Facts of Gweedore
But details must be left: Facts from Gweedore, should be in the hand and heart of every landlord who may have anything to do in difficulties like these. Let him visit these comfortable cottages, supplied with decencies, to cause the inmates to feel that they are human; let him see the industry of the women and the becoming clothing of the peasantry; let him visit the store, the mill, the union-house, school-house, and dispensary; and while he is doing all this, let his home be for a few days in that well-ordered hotel, and notice the consistency of the whole; and if he can, let him go and do likewise. If he cannot, let him retrace all his steps, and impartially decide how far his own negligence, improvidence, love of ease, and indifference to the real good of his tenantry, may have contributed to bring him into this state. If he have not capital, like Lord George Hill, where is his capital? Have horses, coaches, hunting dogs, and hunting dinners frittered it away? Then woe betide him, his day is over, who can help him? The school-house at Bunbeg, near this store, is not a small item in this great work. The room is 25 feet by 15, lofty and well-ventilated. The teacher has a dwelling under the same roof; and when I visited it all was order and comfort. The girls are taught sewing, for of this the people are quite ignorant, and it may safely be presumed that Lord George would not restrict their advance in education to certain bounds, lest their talents should transcend their station in life.
I spent a Sabbath in that quiet hotel, and attended the Church service, which was then conducted in the schoolroom; a house of worship was in progress, but not ready to be opened. The female tenantry who were at home, walking upon the street, or calling into the hotel, always had their knitting-work in motion whenever I saw them, and such a surplus of stockings as amounted to about £200, was then on hand, all of which the females had been paid for knitting. "They shall not be idle," said his lordship, "though the work is on my hands unsold." His family residence is located about twenty miles from Gweedore, but he and his wife were at the hotel the evening that I reached it, and meeting him in the morning in the hall—supposing him to be some respectable appendage to the house—made inquiries concerning it; and not till he made some remarks respecting my self-denying travels in Ireland, did I find my mistake. I saw at once the secret of his mighty achievements; his simplicity was his dignity and strength. He had struggled hard during the famine to keep his tenantry from suffering, without much foreign aid, had sacrificed much, and difficulties were increasing. The next winter the hotel was closed for a time; sickness had made inroads into the house, and death likewise; but it was re-opened the next season, under more encouraging auspices.
This man has proved to a demonstration what can be done even with the most hopeless, and under the most discouraging circumstances; for if Lord George Hill could transform those wild mountain goats, even to common civilized bullocks, what could not be done with any and all of the wild game of Ireland? Pity, great pity, that so few have applied the right key to the Irish heart! Still greater pity that so few believe there is a key that can find a right entrance; give Lord George Hill a patent right, and let all who will improve it, and Ireland will arise.

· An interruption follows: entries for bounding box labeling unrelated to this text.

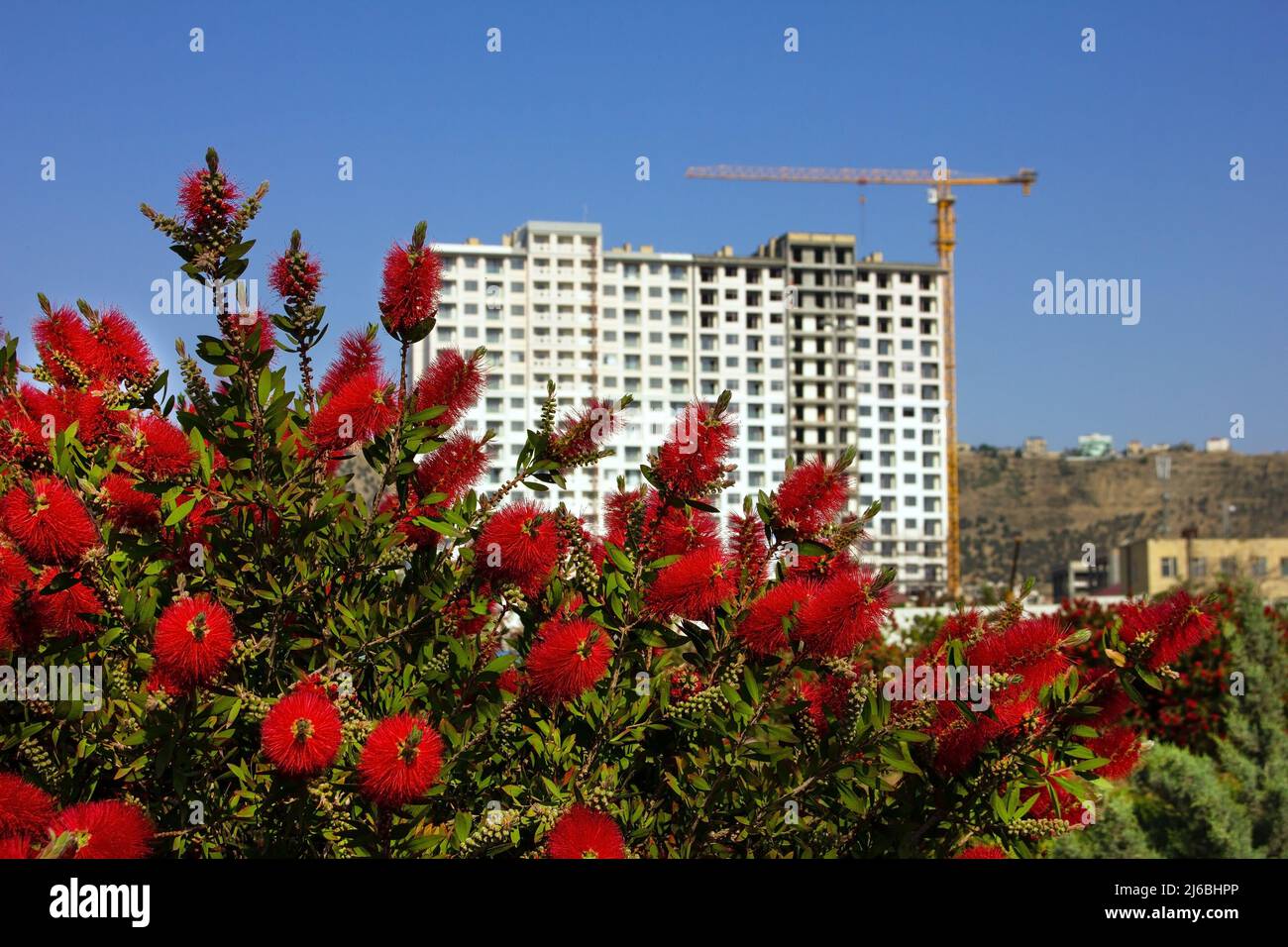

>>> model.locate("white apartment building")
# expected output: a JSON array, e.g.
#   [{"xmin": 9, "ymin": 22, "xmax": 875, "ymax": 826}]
[{"xmin": 412, "ymin": 220, "xmax": 947, "ymax": 592}]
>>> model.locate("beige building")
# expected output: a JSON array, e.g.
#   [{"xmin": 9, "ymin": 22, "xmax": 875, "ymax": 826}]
[{"xmin": 1121, "ymin": 537, "xmax": 1288, "ymax": 599}]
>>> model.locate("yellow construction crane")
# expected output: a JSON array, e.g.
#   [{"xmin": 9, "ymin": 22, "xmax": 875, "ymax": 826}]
[{"xmin": 686, "ymin": 158, "xmax": 1038, "ymax": 598}]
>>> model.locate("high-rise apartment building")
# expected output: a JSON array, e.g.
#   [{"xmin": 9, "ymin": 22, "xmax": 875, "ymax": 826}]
[{"xmin": 412, "ymin": 220, "xmax": 947, "ymax": 592}]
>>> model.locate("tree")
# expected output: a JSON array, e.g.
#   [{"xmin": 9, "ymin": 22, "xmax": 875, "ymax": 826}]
[
  {"xmin": 0, "ymin": 150, "xmax": 1212, "ymax": 857},
  {"xmin": 1055, "ymin": 588, "xmax": 1288, "ymax": 858}
]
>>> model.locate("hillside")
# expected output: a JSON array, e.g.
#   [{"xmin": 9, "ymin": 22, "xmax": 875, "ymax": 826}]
[{"xmin": 960, "ymin": 451, "xmax": 1288, "ymax": 592}]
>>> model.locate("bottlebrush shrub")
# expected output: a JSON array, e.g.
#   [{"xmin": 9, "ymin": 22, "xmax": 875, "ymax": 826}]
[
  {"xmin": 0, "ymin": 151, "xmax": 1207, "ymax": 857},
  {"xmin": 1061, "ymin": 592, "xmax": 1243, "ymax": 753}
]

Now, in 1850, he writes, "Say that no person died of famine at Gweedore, though many of the aged and infants, from being scantily fed, died earlier than otherwise they would, as well as from change of diet; also that the people are reviving in a great degree, from the potatoe having held out this year."
Lord George Hill is an Irishman of the Hillsborough family, in the county Down, brother to the late and uncle to the present Marquis of Downshire, a true Irishman, who lives and acts for his country.
Two miles from Gweedore an English gentleman had fixed a residence on the woody side of a hill, with a fine lake at a little distance, who was attracted there by the beauty of the scenery, and a desire to enjoy the evening of his days in a romantic peaceful retirement among a peasantry which pleased him; and his wife and daughters were quite an acquisition to the scattered intelligent class, which dotted the wild scenery there. His family were then in England, and when I met him a few weeks after in Derry, he said, "I waited all day to see you, but when you come again we shall not be disappointed." He died a few weeks after, and left a sad breach in the hearts of many.
This little incident is named to show how much the English, who go to Ireland because they admire the country, and justly appreciate the people, are beloved. They are always mentioned with the greatest admiration where they have behaved with a proper condescension and kindness to the people.